Il faut 7 minutes et 40 secondes au jeune premier Tarantino pour apposer sa patte unique au 7ème art, au cours d’une séquence dialoguée qui déclare avec autant de fracas que de nonchalance toute sa filmographie à venir. Un groupe d’hommes autour d’une table, le rythme ciselé d’un échange au cordeau, et ce mélange inimitable de vanité, à coups de dissertation sur la pop culture (Madonna et son Like a Virgin ou des vertus du pourboire) et d’une violence latente au vu des lascars en présence. Le spectateur le sait et le sent : à tout moment, un flingue peut s’inviter dans le débat et prolonger la crispation de certains sourires.
La brutale ellipse qui succède le confirme, avec toute la tonalité d’un épilogue : le bain de sang et la supplication prennent le relai, pour un huis clos de gangsters pur et dur, avec son lot d’images éternelles, comme celle d’un homme au sol braquant son rival debout, puis d’un triangle dans les mêmes dispositions, d’une mare d’hémoglobine prenant une place du plus en plus conséquente, de costards cravate et d’une radio diffusant des titres imparables des 70’s.

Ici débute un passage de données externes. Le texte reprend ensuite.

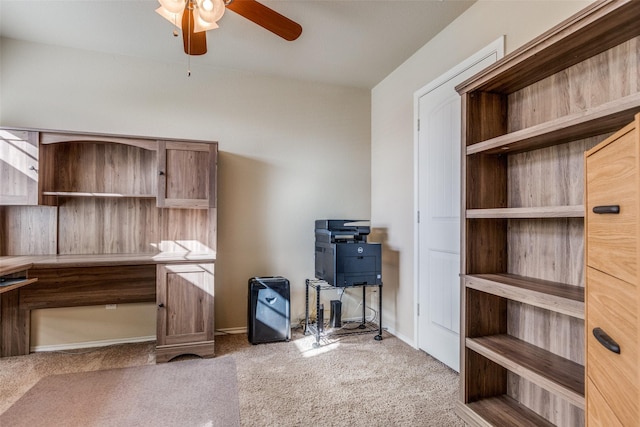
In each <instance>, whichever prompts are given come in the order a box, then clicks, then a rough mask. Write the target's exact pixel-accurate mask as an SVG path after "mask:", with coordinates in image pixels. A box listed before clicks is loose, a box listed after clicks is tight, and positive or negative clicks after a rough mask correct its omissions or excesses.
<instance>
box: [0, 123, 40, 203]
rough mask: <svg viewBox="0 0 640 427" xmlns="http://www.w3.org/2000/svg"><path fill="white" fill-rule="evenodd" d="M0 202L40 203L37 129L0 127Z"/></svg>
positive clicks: (7, 202)
mask: <svg viewBox="0 0 640 427" xmlns="http://www.w3.org/2000/svg"><path fill="white" fill-rule="evenodd" d="M0 183H2V184H1V185H0V205H37V204H38V133H37V132H30V131H17V130H10V129H0Z"/></svg>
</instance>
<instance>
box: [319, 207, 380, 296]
mask: <svg viewBox="0 0 640 427" xmlns="http://www.w3.org/2000/svg"><path fill="white" fill-rule="evenodd" d="M368 224H369V222H368V221H361V220H347V219H319V220H316V229H315V231H316V278H317V279H320V280H324V281H325V282H327V283H329V284H330V285H332V286H338V287H347V286H360V285H382V271H381V265H382V260H381V259H382V249H381V245H380V243H367V236H368V235H369V232H370V230H371V229H370V227H369V225H368Z"/></svg>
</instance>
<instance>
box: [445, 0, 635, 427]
mask: <svg viewBox="0 0 640 427" xmlns="http://www.w3.org/2000/svg"><path fill="white" fill-rule="evenodd" d="M639 18H640V2H637V1H625V0H623V1H615V0H611V1H608V0H604V1H598V2H594V3H593V4H591V5H589V6H588V7H587V8H585V9H584V10H583V11H581V12H580V13H578V14H576V15H575V16H573V17H571V18H569V19H568V20H566V21H565V22H562V23H560V24H559V25H557V26H556V27H554V28H552V29H551V30H549V31H548V32H546V33H544V34H542V35H541V36H540V37H538V38H536V39H534V40H532V41H531V42H530V43H528V44H526V45H525V46H523V47H521V48H520V49H518V50H516V51H514V52H512V53H511V54H509V55H507V56H505V57H504V58H503V59H502V60H500V61H498V62H497V63H495V64H494V65H492V66H490V67H488V68H487V69H485V70H484V71H482V72H480V73H479V74H477V75H476V76H474V77H472V78H471V79H469V80H467V81H465V82H463V83H462V84H460V85H459V86H458V87H457V88H456V89H457V90H458V92H459V93H460V94H461V97H462V98H461V99H462V106H463V135H462V141H463V149H462V152H463V155H462V168H463V192H462V194H463V195H462V207H463V208H462V209H463V212H462V218H463V221H462V230H461V239H462V254H461V263H462V265H461V270H462V293H461V314H462V324H461V371H460V373H461V375H460V380H461V387H460V388H461V396H460V401H459V403H458V405H457V410H458V413H459V415H460V416H461V417H462V418H463V419H464V420H465V421H466V422H467V423H469V424H470V425H482V426H486V425H505V426H512V425H562V426H579V425H583V424H584V422H585V411H584V410H585V368H584V365H585V321H584V319H585V306H584V305H585V304H584V298H585V296H584V284H585V275H589V273H588V272H585V261H584V260H585V258H584V245H585V242H584V231H585V229H584V216H585V213H584V212H585V208H584V152H585V151H586V150H589V149H591V148H592V147H594V146H595V145H597V144H598V143H600V142H601V141H603V140H604V139H605V138H607V137H608V136H609V135H610V134H611V133H612V132H614V131H616V130H617V129H619V128H620V127H622V126H624V125H625V124H627V123H629V122H630V121H631V120H633V117H634V114H636V113H637V112H638V111H640V87H639V86H638V84H637V74H638V68H637V64H638V63H640V53H639V50H638V48H637V47H638V45H640V37H639V36H640V26H638V25H637V22H638V19H639ZM616 167H617V166H616ZM619 261H620V262H623V263H625V266H626V264H628V260H624V259H619ZM635 354H637V353H635ZM600 391H602V390H600ZM605 398H606V396H605ZM603 411H604V409H603Z"/></svg>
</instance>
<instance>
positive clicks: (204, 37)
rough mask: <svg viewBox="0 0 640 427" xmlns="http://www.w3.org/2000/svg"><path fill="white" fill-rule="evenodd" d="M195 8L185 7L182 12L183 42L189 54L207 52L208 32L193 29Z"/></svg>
mask: <svg viewBox="0 0 640 427" xmlns="http://www.w3.org/2000/svg"><path fill="white" fill-rule="evenodd" d="M193 25H194V21H193V9H190V8H189V7H187V8H185V10H184V13H183V14H182V43H183V44H184V53H186V54H187V55H204V54H205V53H207V32H206V31H201V32H199V33H195V32H194V31H193Z"/></svg>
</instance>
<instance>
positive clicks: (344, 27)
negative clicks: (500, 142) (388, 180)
mask: <svg viewBox="0 0 640 427" xmlns="http://www.w3.org/2000/svg"><path fill="white" fill-rule="evenodd" d="M236 1H242V0H236ZM261 2H262V3H263V4H264V5H266V6H268V7H270V8H272V9H274V10H276V11H277V12H279V13H281V14H282V15H285V16H286V17H288V18H290V19H292V20H294V21H296V22H298V23H299V24H300V25H302V28H303V30H302V35H301V36H300V37H299V38H298V39H297V40H295V41H292V42H288V41H285V40H283V39H281V38H280V37H278V36H276V35H274V34H272V33H270V32H268V31H267V30H265V29H263V28H262V27H259V26H257V25H256V24H254V23H252V22H250V21H248V20H247V19H245V18H243V17H241V16H239V15H237V14H235V13H234V12H232V11H230V10H227V11H226V13H225V15H224V16H223V17H222V19H221V20H220V22H219V25H220V28H219V29H217V30H212V31H209V32H208V33H207V47H208V52H207V54H205V55H203V56H200V57H192V58H191V70H192V71H193V72H194V73H195V72H197V70H198V68H199V67H203V66H215V67H223V68H227V69H235V70H243V71H247V72H255V73H260V74H270V75H277V76H283V77H287V78H296V79H303V80H313V81H319V82H327V83H333V84H341V85H348V86H356V87H363V88H372V87H373V86H375V85H376V84H377V83H379V82H380V81H381V80H382V79H384V77H386V76H387V75H388V74H389V73H391V72H392V71H393V70H394V69H395V68H396V67H398V66H399V65H400V64H402V63H403V62H404V61H405V60H406V59H407V58H409V57H410V56H411V55H412V54H413V53H414V52H415V51H416V50H418V49H419V48H420V47H421V46H423V45H424V44H426V43H427V42H428V41H429V40H430V39H431V38H432V37H433V36H434V35H436V34H437V33H438V32H439V31H441V30H442V29H443V28H444V27H446V26H447V25H448V24H449V23H450V22H451V21H452V20H454V19H455V18H456V17H457V16H458V15H460V14H461V13H462V12H464V11H465V10H466V9H467V8H468V7H469V6H470V5H471V4H473V1H463V0H442V1H436V0H262V1H261ZM157 6H158V2H157V1H156V0H0V36H2V37H8V38H14V39H20V40H26V41H32V42H37V43H45V44H51V45H57V46H67V47H72V48H78V49H87V50H93V51H99V52H106V53H115V54H122V55H129V56H134V57H141V58H147V59H151V60H159V61H172V62H184V63H185V66H186V63H187V56H186V55H185V54H184V53H183V51H182V40H181V38H180V37H173V36H172V31H173V26H172V25H171V24H170V23H169V22H168V21H166V20H165V19H163V18H162V17H161V16H160V15H158V14H157V13H155V9H156V8H157Z"/></svg>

A ce stade, Reservoir Dogs serait un bon petit film un peu méchant, affublé d’une certaine raideur dans l’écriture volontairement théâtrale et quelques excès dans les aboiements des chiens éponymes.
Seulement voilà, le non moins canin réalisateur, lui-même candidat au rôle de macchabée en sursis, ne va pas en rester là. S’il est conscient de s’inscrire dans une tradition, celle du film de braquage, et de le faire avec peu de moyens, c’est de ces limites qu’il va extraire toute sa force. Du braquage, on ne verra rien, si ce ne sont les conséquences dramatiques et les discussions préparatoires. La construction est en tout point remarquable : alternance entre le huis clos tragique, chaque ébauche de solution conduisant à un blocage supplémentaire, et flashbacks disséminés à la manière d’un puzzle pour donner chair et classe aux personnages qu’on sait condamnés. En résulte un court récit d’une étonnante densité, à l’équilibre ténu, entre hystérie sanglante et discussions à rallonge (sur Pam Grier, notamment, annonçant le futur Jackie Brown), mais toujours pertinent.
Tarantino capte comme personne la complicité un peu vaine et dilettante de ses personnages, et ne cesse d’affirmer son plaisir dans l’écriture : par la dilatation des dialogues, certes, qui prendront plus d’ampleur encore dans Pulp Fiction, mais aussi toutes les mises en abyme sur la fiction. On la voit dans cette recherche effrénée de la vérité, à savoir l’identification de la balance, et les mensonges qu’elles occasionnent, comme le scénario élaboré par Mr Orange pour justifier le meurtre de Mr Blonde, ou cette superbe digression sur ses répétitions pour raconter la parfaite histoire qui lui permettra d’être crédible dans son rôle de taupe. Multipliant les couches narratives (le souvenir, la mise en forme de l’histoire, sa narration et la mise en place d’une séquence de flashback la mettant en scène, lorsqu’il se retrouve face aux flics tout en leur parlant en tant que voix off), Tarantino devise jusqu’au vertige. Et s’il n’existe pas de Mr Red, c’est bien parce que ce patronyme concernera tout le monde : le sang va éclabousser tous les personnages.
Pop et méchant, séducteur et nonchalant, Reservoir Dogs est aussi incisif qu’un rasoir sur une oreille : il dévoile au monde un chef d’orchestre hors pair, qui joue autant avec ses personnages que ses spectateurs. Et ce n’est qu’un début.